I cuochi sono expert brains Più si allenano, più sviluppano abilità

Con il libro ”Come la passione del lavoro modella il cervello” edito Franco Angeli, Antonio Cerasa neuroscienziato che lavora presso Ibfm-Cnr, ha vinto l’edizione 2017 del Premio nazionale di divulgazione scientifica

24 gennaio 2018 | 16:48
di Emanuela Medi
Cosa hanno in comune un musicista, un architetto, un sommelier, un golfista, uno scalatore, un profumiere e un cuoco? Tutti sono expert brains: appartengono a quella categoria d’individui che, grazie a un allenamento estenuante, hanno sviluppato una particolare abilità tale che il cervello si è modellato di conseguenza. Antonio Cerasa non è nuovo a queste ricerche ”cervellotiche” e ha già conosciuto la notorietà mediatica mondiale con uno studio sul cervello dei sommelier. Ora ad ampliare le sue ricerche sono tanti cervelli a partire da quello dei cuochi. Un libro, il suo, che qualsiasi cervello è in grado di leggere e capire e che si avvale di un interlocutore: uno studente un po’ troppo curioso.

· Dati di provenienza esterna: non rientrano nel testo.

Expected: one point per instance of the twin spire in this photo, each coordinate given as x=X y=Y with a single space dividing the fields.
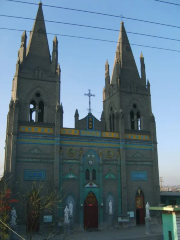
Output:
x=37 y=52
x=124 y=64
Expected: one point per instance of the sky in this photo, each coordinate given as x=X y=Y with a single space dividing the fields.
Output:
x=83 y=61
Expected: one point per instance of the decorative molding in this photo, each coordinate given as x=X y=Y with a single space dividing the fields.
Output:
x=70 y=176
x=34 y=175
x=136 y=137
x=28 y=123
x=109 y=153
x=69 y=131
x=110 y=176
x=139 y=163
x=110 y=162
x=30 y=129
x=71 y=152
x=110 y=134
x=138 y=176
x=35 y=160
x=91 y=185
x=71 y=161
x=90 y=133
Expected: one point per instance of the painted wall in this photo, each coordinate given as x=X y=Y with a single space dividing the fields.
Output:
x=169 y=225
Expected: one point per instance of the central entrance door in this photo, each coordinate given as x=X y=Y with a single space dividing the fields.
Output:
x=140 y=210
x=90 y=211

11 cuochi della Federazione italiana cuochi (badate, i cuochi sono coloro che dirigono un gruppo di cuochi in cucina) sono stati arruolati e non deve stupire il loro numero esiguo perché lo studio del cervello umano ha una grande affidabilità e attendibilità a livello statistico. Primo punto da capire: i cuochi hanno delle abilità particolari? Test neuropsicologici e risonanza magnetica hanno dimostrato che a livello di personalità tendono ad avere un grado più elevato di instabilità emotiva (livelli di ansia e impulsività più alti). Non solo, il loro cervello differisce da quello della popolazione perché hanno una maggiore densità di neuroni (le cellule del cervello) in tre particolari regioni: la corteccia somatosensoriale, il cervelletto anteriore e quello posteriore: alterazioni che si traducono in una maggiore super-abilità acquisita grazie all’allenamento.

Già abilità. Ma come fa un cuoco a tagliare velocemente le verdure senza guardare le mani e contemporaneamente parlare e dare ordini? Semplicemente perché i recettori che si trovano sotto la pelle delle mani inviano al cervello molte più informazioni rispetto una persona normale e questo è dovuto al fatto che i cuochi hanno allenato il cervello a lavorare molto con il tatto. Non solo quando un arto compie un atto motorio migliaia di volte quell’atto viene interiorizzato e si crea un modello interno che si sedimenta nel cervelletto. In altre parole il modello interno del ”tagliare le verdure” si è stabilizzato nel cervelletto e questo ha causato l’aumento di densità neuronale visualizzato dalla risonanza magnetica.
Questa maggiore densità neuronale si traduce nei cuochi in una maggiore abilità motoria e velocità operativa, addirittura correlata con la grandezza della brigata. Insomma, per un cuoco ”più persone sono abituate a essere coordinate nella mia cucina e più materia grigia possiedo”. Quindi per avere il cervello più sviluppato il cuoco non solo deve saper fare il blind cutting ma deve saper coordinare una brigata e coordinare i movimenti.

A livello culturale il cervello del cuoco non è assolutamente diverso da quello di una persona normale se non per una piccola ma significativa differenza: la “Programmazione cognitiva”. Il cervello del cuoco ha anche un’altra piccola cosetta: non solo una densità neuronale nella parte motoria anteriore ma anche cognitiva posteriore il che si traduce in una maggiore capacità di programmare, pianificare oltre a essere più veloci nell’immaginare. Insomma un expert brain.